First, the operators $a$ and $b$ ($a^{\dagger}$ and $b^{\dagger}$) are the *annihilation* (*creation*) operators of the two photonic modes in your problem. For an introduction to the subject I recommend you to look for some decent lecture notes on quantum optics. A well readable introductory book is Mark Fox's "Quantum Optics -- An Introduction" and a more advanced read is Grynberg, Aspect and Fabre's "An Introduction to Quantum Optics". But the parts you are interested in are possibly well explained in Nielsen and Chuang. Also this document I found while googling might be of interest.

But back to the original question: why does the paper you mention and the Wikipedia article define the beamsplitter as
\begin{align}
U = \mathrm{e}^{i \theta (b^{\dagger} a + b a^{\dagger})}
\end{align}
with a plus sign, contrary to Nielsen and Chuang?

The truth is, both operators are "correct", they just describe polarizing and non-polarizing beamsplitters. The beamsplitters usually encountered in labs are polarizing, so that the reflected photon obtains an additional phase shift.

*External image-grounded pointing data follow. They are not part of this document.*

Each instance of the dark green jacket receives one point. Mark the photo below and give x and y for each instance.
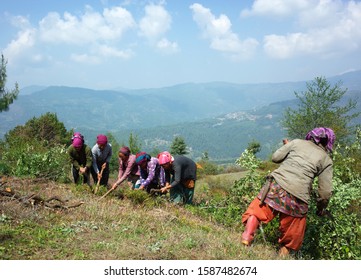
(301, 161)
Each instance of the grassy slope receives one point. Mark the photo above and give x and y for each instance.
(113, 228)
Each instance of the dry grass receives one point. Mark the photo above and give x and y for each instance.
(113, 229)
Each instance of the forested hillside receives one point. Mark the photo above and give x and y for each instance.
(217, 118)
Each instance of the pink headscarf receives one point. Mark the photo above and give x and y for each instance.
(102, 139)
(77, 143)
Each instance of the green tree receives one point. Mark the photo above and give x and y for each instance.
(178, 146)
(46, 130)
(320, 106)
(37, 149)
(6, 97)
(254, 147)
(134, 144)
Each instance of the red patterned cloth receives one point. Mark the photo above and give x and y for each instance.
(282, 201)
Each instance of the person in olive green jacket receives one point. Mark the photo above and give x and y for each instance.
(287, 191)
(80, 156)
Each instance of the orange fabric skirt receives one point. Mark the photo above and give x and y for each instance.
(292, 229)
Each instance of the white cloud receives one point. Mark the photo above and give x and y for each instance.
(154, 25)
(85, 58)
(341, 34)
(165, 46)
(88, 28)
(25, 40)
(276, 7)
(219, 32)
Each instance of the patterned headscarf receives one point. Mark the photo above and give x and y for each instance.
(124, 150)
(141, 157)
(322, 134)
(102, 139)
(77, 140)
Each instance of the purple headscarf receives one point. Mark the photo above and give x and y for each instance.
(321, 133)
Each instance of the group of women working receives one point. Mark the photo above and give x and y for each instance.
(286, 192)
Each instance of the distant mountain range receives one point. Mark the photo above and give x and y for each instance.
(218, 118)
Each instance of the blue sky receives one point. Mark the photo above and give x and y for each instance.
(105, 44)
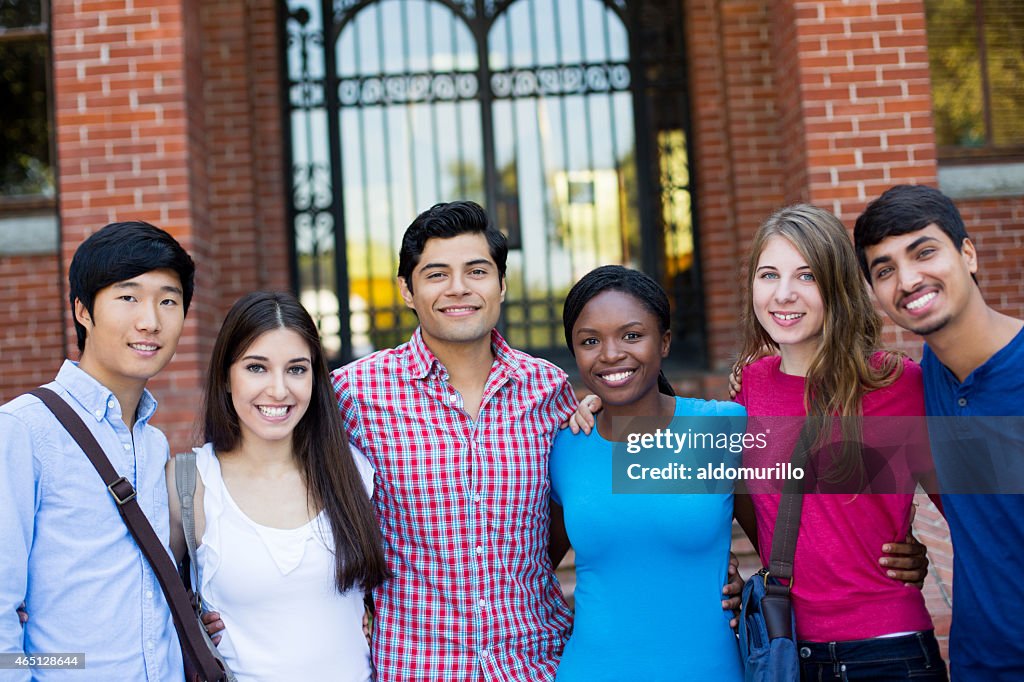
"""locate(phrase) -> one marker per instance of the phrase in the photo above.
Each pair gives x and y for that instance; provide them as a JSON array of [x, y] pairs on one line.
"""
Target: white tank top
[[274, 590]]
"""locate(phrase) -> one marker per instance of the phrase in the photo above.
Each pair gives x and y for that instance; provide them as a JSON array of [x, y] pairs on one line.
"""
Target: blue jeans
[[887, 659]]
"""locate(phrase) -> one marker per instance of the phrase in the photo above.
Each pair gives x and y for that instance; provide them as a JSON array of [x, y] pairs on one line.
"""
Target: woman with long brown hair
[[288, 542]]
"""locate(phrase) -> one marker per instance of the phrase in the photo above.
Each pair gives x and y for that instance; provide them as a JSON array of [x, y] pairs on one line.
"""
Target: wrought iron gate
[[566, 119]]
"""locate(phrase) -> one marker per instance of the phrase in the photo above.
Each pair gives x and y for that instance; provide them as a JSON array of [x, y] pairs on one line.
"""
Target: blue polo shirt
[[986, 642]]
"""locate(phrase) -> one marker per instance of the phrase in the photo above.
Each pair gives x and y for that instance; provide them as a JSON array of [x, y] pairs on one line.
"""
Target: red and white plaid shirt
[[463, 507]]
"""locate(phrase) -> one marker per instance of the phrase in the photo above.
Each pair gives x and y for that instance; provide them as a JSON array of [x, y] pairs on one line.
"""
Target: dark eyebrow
[[918, 242], [134, 285], [261, 358], [909, 247], [879, 261], [587, 330]]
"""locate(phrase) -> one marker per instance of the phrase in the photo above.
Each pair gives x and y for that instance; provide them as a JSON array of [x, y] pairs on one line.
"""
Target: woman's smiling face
[[619, 347]]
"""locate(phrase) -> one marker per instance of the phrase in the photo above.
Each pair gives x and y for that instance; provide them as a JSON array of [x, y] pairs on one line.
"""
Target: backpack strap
[[190, 636], [185, 472]]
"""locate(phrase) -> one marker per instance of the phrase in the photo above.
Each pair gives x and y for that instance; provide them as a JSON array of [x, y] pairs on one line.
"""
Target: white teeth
[[921, 302]]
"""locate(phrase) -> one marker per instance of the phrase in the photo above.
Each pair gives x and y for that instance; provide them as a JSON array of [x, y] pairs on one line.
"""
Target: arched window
[[566, 119]]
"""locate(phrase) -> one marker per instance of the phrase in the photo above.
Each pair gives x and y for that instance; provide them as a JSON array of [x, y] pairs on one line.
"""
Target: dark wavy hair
[[444, 221], [616, 278], [320, 445], [902, 209], [121, 251]]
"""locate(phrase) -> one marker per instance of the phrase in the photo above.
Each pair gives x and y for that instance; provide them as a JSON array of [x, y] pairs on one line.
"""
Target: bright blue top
[[66, 551], [987, 529], [649, 568]]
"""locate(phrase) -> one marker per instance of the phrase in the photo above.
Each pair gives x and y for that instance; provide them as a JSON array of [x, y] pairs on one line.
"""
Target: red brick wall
[[737, 153], [163, 112], [865, 99], [31, 328]]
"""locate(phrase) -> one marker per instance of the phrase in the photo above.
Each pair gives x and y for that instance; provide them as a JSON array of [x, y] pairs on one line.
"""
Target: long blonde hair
[[843, 370]]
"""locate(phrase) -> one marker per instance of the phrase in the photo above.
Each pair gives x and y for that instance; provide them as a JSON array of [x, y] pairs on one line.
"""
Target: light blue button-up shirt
[[65, 549]]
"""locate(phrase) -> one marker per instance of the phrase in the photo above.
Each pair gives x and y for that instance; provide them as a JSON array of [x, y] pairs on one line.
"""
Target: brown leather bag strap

This is actually explained quite neatly in Box 7.3 of Nielsen and Chuang, where they show that there is an isomorphism between the transformation of two photonic modes and $SU(2)$. The plus convention corresponds to a Pauli $X$ rotation, where the minus convention corresponds to a Pauli $Y$ rotation. As pointed out before, there is an additional phase shift, embodied by the *phase operator*
\begin{align}
S = \begin{bmatrix} 1 & 0 \\ 0 & i \end{bmatrix}
\end{align}
that can be used to relate the two transformations. For that see Page 51 of "Introduction to Optical Quantum Information Processing" by Kok and Lovett.